Speculating Experts Accelerates Inference for Mixture-of-Experts

New prefetching technique predicts future AI model experts, cutting CPU-GPU bottlenecks to boost speed.

Deep Dive

A team of researchers including Vivan Madan, Prajwal Singhania, and Ashwinee Panda has introduced a novel optimization called 'Speculating Experts' for Mixture-of-Experts (MoE) models. MoE architectures, like those used in massive language models, activate only a small subset of 'expert' neural networks per token to manage computational cost. However, in memory-limited inference scenarios, these expert weights are often stored on a CPU, creating a major bottleneck as they are slowly transferred to the GPU for each decoding step. The new technique tackles this by using the model's current internal activations to reliably speculate which experts will be needed next, allowing their weights to be prefetched from CPU memory in the background while computation is ongoing.

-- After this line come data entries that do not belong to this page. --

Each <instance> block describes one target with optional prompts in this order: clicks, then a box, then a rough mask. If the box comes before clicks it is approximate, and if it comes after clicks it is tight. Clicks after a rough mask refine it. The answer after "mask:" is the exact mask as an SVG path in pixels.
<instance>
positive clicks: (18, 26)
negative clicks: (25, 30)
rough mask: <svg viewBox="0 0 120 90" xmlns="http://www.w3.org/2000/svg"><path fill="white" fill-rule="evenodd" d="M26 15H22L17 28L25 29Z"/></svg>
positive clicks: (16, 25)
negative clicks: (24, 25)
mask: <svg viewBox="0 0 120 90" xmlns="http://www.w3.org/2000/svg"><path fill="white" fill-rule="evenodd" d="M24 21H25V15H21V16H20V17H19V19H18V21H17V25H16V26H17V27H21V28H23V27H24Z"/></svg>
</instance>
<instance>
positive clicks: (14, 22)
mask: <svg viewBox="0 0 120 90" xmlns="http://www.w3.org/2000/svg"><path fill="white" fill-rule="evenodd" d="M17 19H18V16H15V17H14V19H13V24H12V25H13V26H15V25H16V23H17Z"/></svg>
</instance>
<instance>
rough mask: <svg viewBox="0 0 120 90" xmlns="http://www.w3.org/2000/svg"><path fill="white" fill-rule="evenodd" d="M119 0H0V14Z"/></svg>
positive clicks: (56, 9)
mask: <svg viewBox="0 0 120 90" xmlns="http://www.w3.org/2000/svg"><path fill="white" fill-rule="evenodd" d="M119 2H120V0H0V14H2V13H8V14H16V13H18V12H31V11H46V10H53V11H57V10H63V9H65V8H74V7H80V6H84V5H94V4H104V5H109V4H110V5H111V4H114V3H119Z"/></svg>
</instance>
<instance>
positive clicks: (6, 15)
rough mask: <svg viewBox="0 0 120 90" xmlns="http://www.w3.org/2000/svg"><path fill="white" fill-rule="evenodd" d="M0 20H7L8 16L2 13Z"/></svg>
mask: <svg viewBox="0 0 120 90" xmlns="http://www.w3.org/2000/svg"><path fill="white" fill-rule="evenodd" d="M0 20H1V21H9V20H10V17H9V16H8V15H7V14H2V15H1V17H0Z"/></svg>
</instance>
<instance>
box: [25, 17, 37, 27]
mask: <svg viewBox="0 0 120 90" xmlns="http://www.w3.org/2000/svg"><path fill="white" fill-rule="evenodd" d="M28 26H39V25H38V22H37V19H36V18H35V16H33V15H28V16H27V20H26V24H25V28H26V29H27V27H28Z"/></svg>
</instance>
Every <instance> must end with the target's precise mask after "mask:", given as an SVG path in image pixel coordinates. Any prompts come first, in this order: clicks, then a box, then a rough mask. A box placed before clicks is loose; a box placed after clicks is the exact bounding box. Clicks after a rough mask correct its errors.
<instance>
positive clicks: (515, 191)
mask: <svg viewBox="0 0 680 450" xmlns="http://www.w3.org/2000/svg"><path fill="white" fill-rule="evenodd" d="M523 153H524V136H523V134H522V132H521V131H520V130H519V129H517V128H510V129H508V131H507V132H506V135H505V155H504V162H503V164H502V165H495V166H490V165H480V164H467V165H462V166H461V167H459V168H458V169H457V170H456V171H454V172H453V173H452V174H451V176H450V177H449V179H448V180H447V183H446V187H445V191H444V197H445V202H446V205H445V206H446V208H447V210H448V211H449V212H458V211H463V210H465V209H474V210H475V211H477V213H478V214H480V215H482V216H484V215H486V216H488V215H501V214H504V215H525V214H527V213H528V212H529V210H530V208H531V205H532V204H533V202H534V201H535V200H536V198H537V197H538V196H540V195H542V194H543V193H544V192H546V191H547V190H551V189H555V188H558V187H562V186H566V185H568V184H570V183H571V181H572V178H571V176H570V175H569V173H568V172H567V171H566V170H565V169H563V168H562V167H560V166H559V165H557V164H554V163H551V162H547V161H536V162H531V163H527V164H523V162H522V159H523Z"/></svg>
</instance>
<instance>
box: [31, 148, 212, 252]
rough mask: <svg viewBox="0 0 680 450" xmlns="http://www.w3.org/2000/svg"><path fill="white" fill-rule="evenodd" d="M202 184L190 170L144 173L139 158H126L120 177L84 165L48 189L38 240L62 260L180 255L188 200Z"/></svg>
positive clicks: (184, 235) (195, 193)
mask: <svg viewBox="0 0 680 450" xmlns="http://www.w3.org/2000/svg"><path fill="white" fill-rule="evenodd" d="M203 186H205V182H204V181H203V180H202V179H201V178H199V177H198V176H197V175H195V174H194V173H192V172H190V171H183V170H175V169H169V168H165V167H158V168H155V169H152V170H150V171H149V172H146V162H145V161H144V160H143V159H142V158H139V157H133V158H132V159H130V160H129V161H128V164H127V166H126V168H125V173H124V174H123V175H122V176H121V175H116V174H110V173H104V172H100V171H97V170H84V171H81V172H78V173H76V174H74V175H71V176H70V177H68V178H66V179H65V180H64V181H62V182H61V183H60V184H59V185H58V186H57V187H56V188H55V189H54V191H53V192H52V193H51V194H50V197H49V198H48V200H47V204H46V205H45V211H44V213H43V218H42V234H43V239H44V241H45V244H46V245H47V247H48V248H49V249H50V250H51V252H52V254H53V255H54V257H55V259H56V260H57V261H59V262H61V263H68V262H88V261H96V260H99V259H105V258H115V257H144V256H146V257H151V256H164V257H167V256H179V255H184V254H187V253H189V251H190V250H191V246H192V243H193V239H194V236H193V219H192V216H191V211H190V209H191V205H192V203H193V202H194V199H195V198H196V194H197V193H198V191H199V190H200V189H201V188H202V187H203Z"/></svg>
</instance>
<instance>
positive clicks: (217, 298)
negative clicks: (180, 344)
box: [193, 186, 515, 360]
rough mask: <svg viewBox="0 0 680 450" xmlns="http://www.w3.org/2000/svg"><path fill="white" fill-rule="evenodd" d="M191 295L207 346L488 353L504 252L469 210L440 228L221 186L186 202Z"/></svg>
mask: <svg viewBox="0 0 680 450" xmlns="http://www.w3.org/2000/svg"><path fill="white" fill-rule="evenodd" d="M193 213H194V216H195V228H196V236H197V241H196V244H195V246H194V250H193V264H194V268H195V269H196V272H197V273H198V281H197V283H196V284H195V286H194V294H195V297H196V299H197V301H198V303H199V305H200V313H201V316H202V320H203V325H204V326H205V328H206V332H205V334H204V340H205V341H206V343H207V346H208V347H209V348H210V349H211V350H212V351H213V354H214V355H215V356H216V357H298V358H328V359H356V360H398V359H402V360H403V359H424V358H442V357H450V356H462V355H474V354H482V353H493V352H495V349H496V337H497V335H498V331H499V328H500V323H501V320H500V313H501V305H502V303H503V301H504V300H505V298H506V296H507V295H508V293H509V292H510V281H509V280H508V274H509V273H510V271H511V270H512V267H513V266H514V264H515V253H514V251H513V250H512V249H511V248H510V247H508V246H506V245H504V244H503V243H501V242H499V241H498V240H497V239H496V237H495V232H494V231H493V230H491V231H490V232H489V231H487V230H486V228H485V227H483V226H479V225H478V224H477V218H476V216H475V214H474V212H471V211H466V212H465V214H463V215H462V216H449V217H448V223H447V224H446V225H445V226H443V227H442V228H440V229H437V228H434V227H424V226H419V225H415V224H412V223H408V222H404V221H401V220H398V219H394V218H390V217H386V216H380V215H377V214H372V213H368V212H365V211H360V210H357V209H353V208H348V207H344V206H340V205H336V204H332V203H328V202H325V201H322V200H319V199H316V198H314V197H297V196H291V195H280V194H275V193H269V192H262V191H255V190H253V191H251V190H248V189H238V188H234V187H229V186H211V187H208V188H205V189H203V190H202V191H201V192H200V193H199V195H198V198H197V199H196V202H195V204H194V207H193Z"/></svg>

This speculative prefetching and execution creates significant overlap between compute and memory transfer, which is the key to the performance gain. The paper demonstrates that across multiple MoE architectures, future experts can be predicted with high reliability, and executing these speculated experts generally preserves downstream task accuracy. For cases where speculation alone hurts accuracy, the researchers also developed lightweight estimators to improve prediction hit rates. Integrated into an optimized inference engine, the method delivers up to a 14% reduction in time per output token (TPOT) compared to the standard on-demand loading approach. By releasing the code as open-source, the team provides a practical tool for developers and companies to run large, sparse MoE models more efficiently on hardware with limited GPU memory.

Key Points
  • Uses internal model representations to predict and prefetch future MoE experts, overlapping CPU-GPU data transfer with computation.
  • Achieves up to a 14% reduction in time per output token (TPOT) over standard on-demand expert loading.
  • Maintains model accuracy through reliable speculation and includes lightweight estimators to improve hit rates where needed.

Why It Matters

Enables faster, more cost-effective deployment of massive MoE models like Mixtral 8x7B on consumer or memory-constrained hardware.